The smart money is still on the Olympics opening as scheduled on July 23. The pandemic picture could look brighter by then, once more arms have been jabbed. But pulling this off safely is going to take a lot of work and maybe a bit of luck. The Games don't seem quite as inevitable as they did only a short time ago, when things were more under control.

Read more about the hurdles facing athletes and organizers in this piece by CBC Sports' Jamie Strashin, and more about the mood on the ground in Japan in this piece by Tokyo-based Jack Gallagher.

The Osaka leg of the Olympic torch relay had a less-than-festive atmosphere. (JIJI Press/AFP via Getty Images)

Quickly...

The Vancouver Canucks aren't returning Friday. The outbreak-stricken team was slated to play its first game since March 24 tomorrow night vs. Edmonton. But that won't happen after Vancouver's J.T. Miller said yesterday that his team isn't ready to play yet. Read more about Miller's comments and the Canucks' situation here.

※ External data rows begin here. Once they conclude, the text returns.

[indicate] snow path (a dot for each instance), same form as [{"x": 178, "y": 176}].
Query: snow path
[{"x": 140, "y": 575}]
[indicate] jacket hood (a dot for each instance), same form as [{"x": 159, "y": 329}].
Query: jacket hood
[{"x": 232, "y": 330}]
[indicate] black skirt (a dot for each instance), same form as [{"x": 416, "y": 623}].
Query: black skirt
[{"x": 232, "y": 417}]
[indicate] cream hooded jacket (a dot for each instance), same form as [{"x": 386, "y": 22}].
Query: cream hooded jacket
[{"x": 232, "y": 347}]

Caster Semenya is moving on. The back-to-back Olympic gold medallist and three-time world champion in the women's 800 metres appears to be letting go of the event she dominated for nearly a decade. Under a controversial rule made by track's world governing body, Semenya is barred from competing in any women's race between 400 metres and a mile unless she lowers her natural testosterone levels via surgery or medication, which the 30-year-old South African refuses to do. And she's pretty much exhausted the appeal avenues that could have reinstated her in time for the Tokyo Olympics. So Semenya has turned to the 5,000 metres, which she won today at the South African national championships in a personal-best time of 15 minutes, 52.28 seconds. That's well outside the Olympic qualifying standard of 15:10.00, but Semenya has until the end of June to meet it. Read more about Semenya's shift to the 5,000 and what's left of her appeal options here.

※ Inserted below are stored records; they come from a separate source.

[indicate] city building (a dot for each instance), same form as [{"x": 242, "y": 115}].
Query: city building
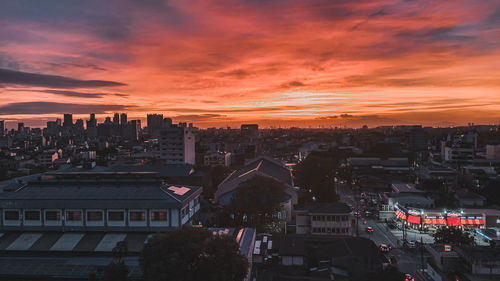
[
  {"x": 214, "y": 158},
  {"x": 98, "y": 201},
  {"x": 263, "y": 166},
  {"x": 250, "y": 130},
  {"x": 177, "y": 145},
  {"x": 323, "y": 219}
]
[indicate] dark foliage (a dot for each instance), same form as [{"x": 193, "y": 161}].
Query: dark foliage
[{"x": 192, "y": 254}]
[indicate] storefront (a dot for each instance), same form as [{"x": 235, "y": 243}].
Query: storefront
[{"x": 424, "y": 219}]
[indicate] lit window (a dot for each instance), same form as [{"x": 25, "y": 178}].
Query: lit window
[
  {"x": 11, "y": 215},
  {"x": 137, "y": 216},
  {"x": 32, "y": 215},
  {"x": 52, "y": 215},
  {"x": 159, "y": 216},
  {"x": 73, "y": 215},
  {"x": 94, "y": 216},
  {"x": 116, "y": 216}
]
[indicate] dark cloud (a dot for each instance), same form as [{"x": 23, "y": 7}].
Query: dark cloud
[
  {"x": 52, "y": 81},
  {"x": 292, "y": 84},
  {"x": 71, "y": 65},
  {"x": 82, "y": 94},
  {"x": 60, "y": 108},
  {"x": 199, "y": 117}
]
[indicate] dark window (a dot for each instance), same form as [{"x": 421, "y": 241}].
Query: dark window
[
  {"x": 137, "y": 216},
  {"x": 94, "y": 216},
  {"x": 12, "y": 215},
  {"x": 116, "y": 216},
  {"x": 159, "y": 216},
  {"x": 73, "y": 215},
  {"x": 52, "y": 215},
  {"x": 32, "y": 215}
]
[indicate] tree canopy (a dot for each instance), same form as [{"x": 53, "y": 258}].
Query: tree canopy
[
  {"x": 452, "y": 236},
  {"x": 316, "y": 174},
  {"x": 256, "y": 201},
  {"x": 192, "y": 254}
]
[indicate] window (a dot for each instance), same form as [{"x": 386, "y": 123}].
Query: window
[
  {"x": 32, "y": 215},
  {"x": 159, "y": 216},
  {"x": 73, "y": 215},
  {"x": 116, "y": 216},
  {"x": 52, "y": 215},
  {"x": 137, "y": 216},
  {"x": 11, "y": 215},
  {"x": 94, "y": 215}
]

The WNBA draft is tonight. But the biggest star from the NCAA women's tournament won't get picked. That's because the WNBA's age limit is stricter than the NBA's. For the most part, NCAA women's basketball players must play the full four years of college ball before they can enter the WNBA draft. Men, on the other hand, are allowed to go "one and done." So you'll likely see Gonzaga freshman star Jalen Suggs picked high in this year's NBA draft, while his equivalent from the women's tournament, UConn's Paige Bueckers, has to wait a few more years. Same for her standout Canadian teammate Aaliyah Edwards. Read more about the WNBA draft's age limit and whether it might change in this piece by ESPN's Kevin Pelton.

And finally...

Rachel Homan is back on the ice — three weeks after giving birth. Talk about a working mom. The two-time Scotties champion, who had her first child (a son) in 2019, played this year's tournament eight months pregnant and made it all the way to the final, where she lost to defending champ Kerri Einarson. Less than a month later, on March 25, Homan gave birth to a daughter. Today, she returned to competition at the Champions Cup — the first of two Grand Slam of Curling events being held in the Calgary bubble. Homan's opponent for her first game was Einarson, so she couldn't exactly ease her way back in. But it seems like that suits her just fine.